This may have been my favorite episode of the show.
Granted, it’s only the 2nd airing of The Night Of, and granted, John Turturro steals the show every chance he can get, and granted, this episode moves the point of view back and forth faster than a shuttlecock, but it’s still my favorite.
Let’s not waste any time and get right to our title, Stone’s moniker for Detective Box, the “subtle beast” in charge of the investigations. We gather that he’s a talented, tired old man with an immense capacity for work and an endless appetite for knowledge. In “The Beach,” we saw Box sift through a crime scene like a gold panner, pick out vital details, and even manage to nab one of the two African-American passersby who claimed to have seen Naz and Andrea before they went into her apartment. We saw his diligence in going over the files, examining the evidence, we studied his reaction to the knife coming out of Naz’s coat – not shock like the cops, not terror like Naz, but dawning comprehension, like a student achieving a life lesson. By and large, in terms of sheer work, Box is the most talented policeman to have ever graced New York.
His bedside manner, too, is impeccable. He is precisely gentle with Naz, politely aggravating with Trevor (one of the witnesses), and conciliatory with Salim and Safar when they come to the ‘21’ to see Naz. With all of these stakeholders, he shows delicacy and tact, mannerisms that are taught and refined over years of practice. To the uninitiated, like Naz and his parents, it comes off as impressive, welcoming, and almost trustworthy. To Trevor, who expects nothing from cops that he hasn’t seen already, it’s masterful bullshit.

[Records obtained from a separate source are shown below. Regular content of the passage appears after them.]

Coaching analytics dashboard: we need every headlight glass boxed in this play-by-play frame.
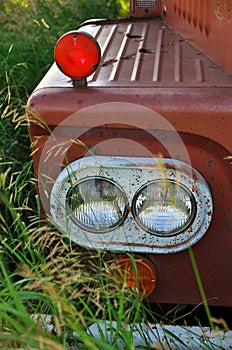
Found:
[132,179,196,236]
[66,176,128,233]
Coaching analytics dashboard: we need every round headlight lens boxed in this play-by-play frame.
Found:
[132,179,196,236]
[66,177,128,233]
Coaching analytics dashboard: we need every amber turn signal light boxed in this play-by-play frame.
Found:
[113,255,157,298]
[54,31,101,80]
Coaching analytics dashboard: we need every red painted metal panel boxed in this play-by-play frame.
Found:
[29,16,232,306]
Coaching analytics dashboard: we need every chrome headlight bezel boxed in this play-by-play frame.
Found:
[50,156,213,254]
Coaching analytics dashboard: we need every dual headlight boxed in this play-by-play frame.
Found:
[51,157,212,253]
[66,176,196,236]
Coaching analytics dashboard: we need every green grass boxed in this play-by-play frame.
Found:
[0,0,228,350]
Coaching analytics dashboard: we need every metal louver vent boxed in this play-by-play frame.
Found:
[135,0,157,8]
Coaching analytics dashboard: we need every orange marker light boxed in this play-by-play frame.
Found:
[113,255,157,298]
[54,31,101,80]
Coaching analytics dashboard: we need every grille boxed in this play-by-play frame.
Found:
[135,0,157,8]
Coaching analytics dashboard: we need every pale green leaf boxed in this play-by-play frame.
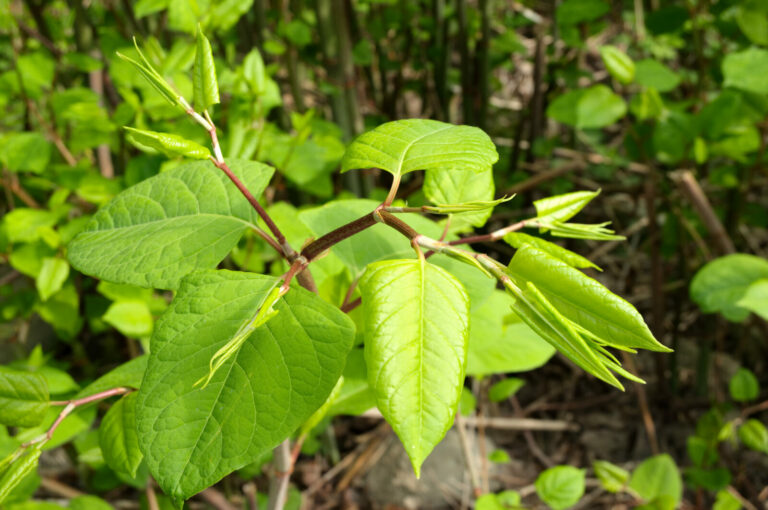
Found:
[535,466,585,510]
[341,119,499,176]
[67,160,273,288]
[360,259,469,477]
[137,270,354,503]
[509,245,670,352]
[723,47,768,94]
[99,393,144,478]
[547,84,627,129]
[193,27,220,112]
[533,190,600,222]
[0,366,49,427]
[690,253,768,322]
[423,166,495,227]
[35,257,69,301]
[125,126,211,159]
[736,278,768,321]
[629,454,683,503]
[464,288,555,376]
[600,44,635,85]
[504,232,600,271]
[592,460,629,493]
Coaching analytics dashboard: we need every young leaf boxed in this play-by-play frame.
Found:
[464,288,555,376]
[690,253,768,322]
[125,126,211,159]
[509,245,670,352]
[193,26,220,112]
[533,190,600,222]
[423,166,496,227]
[0,366,49,427]
[535,466,585,510]
[341,119,499,177]
[504,232,600,271]
[629,454,683,508]
[600,45,635,85]
[67,160,273,289]
[35,257,69,301]
[360,259,469,477]
[592,460,629,493]
[99,392,144,478]
[137,270,355,503]
[117,37,184,109]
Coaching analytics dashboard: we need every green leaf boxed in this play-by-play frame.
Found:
[712,489,742,510]
[739,418,768,455]
[67,160,273,289]
[341,119,499,176]
[35,257,69,301]
[509,245,670,352]
[533,190,600,222]
[299,200,442,277]
[534,466,585,510]
[555,0,611,25]
[629,454,683,507]
[690,253,768,322]
[600,45,635,85]
[464,288,555,376]
[0,366,48,427]
[504,232,600,271]
[488,377,525,402]
[117,37,184,109]
[736,278,768,320]
[0,132,51,174]
[328,349,376,416]
[736,0,768,46]
[193,26,220,112]
[723,47,768,94]
[592,460,629,493]
[728,368,760,402]
[125,126,211,159]
[137,270,354,503]
[102,301,154,338]
[635,58,680,92]
[0,443,43,504]
[547,85,627,129]
[360,260,469,477]
[423,166,495,227]
[99,393,144,478]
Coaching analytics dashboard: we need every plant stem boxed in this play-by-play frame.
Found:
[21,388,134,448]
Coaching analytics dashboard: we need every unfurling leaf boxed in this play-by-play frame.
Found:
[117,37,184,109]
[125,126,211,159]
[193,27,220,112]
[360,259,469,477]
[341,119,499,177]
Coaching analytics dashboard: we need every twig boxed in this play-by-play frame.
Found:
[673,170,736,254]
[267,439,293,510]
[198,487,237,510]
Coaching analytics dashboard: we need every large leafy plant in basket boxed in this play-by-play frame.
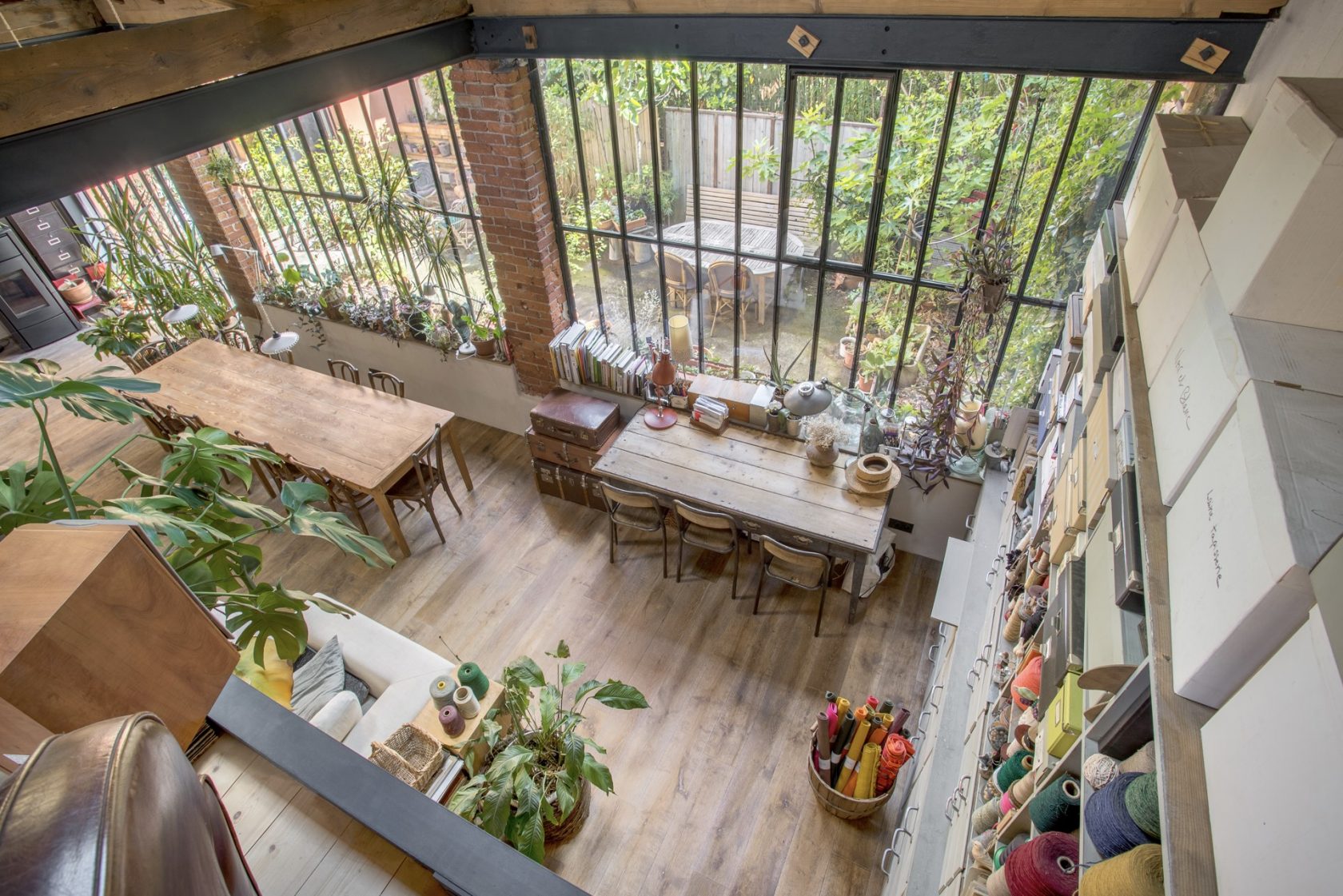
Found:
[448,641,648,861]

And what is it to us, the audience, the silent voyeurs of the human drama? We watch The Night Of, we see Box in his work and we think, damn, he’s good. Make no mistake, this is a man with a mission and we’re only beginning to scratch the surface of his true intentions. John Stone may be challenging him to charge the kid, but that’s not the endgame for Box. Whether he knows it or not, the audience can see that this is a man who plays the cops and the perps with two different faces, but the same heart. Where one Box is cavalier and to-the-point and by-the-book, and the other is warm, friendly, casual about letting in family to speak to an accused murderer, it’s only one heart between the two. I don’t mean to say that he’s a big old softie. Box is man on a mission. He seeks the truth, with one hundred percent of his being. He hides his intentions from those he needs to, but you can tell that, while the case has the appearance of being open and shut, Box believes what we believe: Naz did not kill Andrea Cornish.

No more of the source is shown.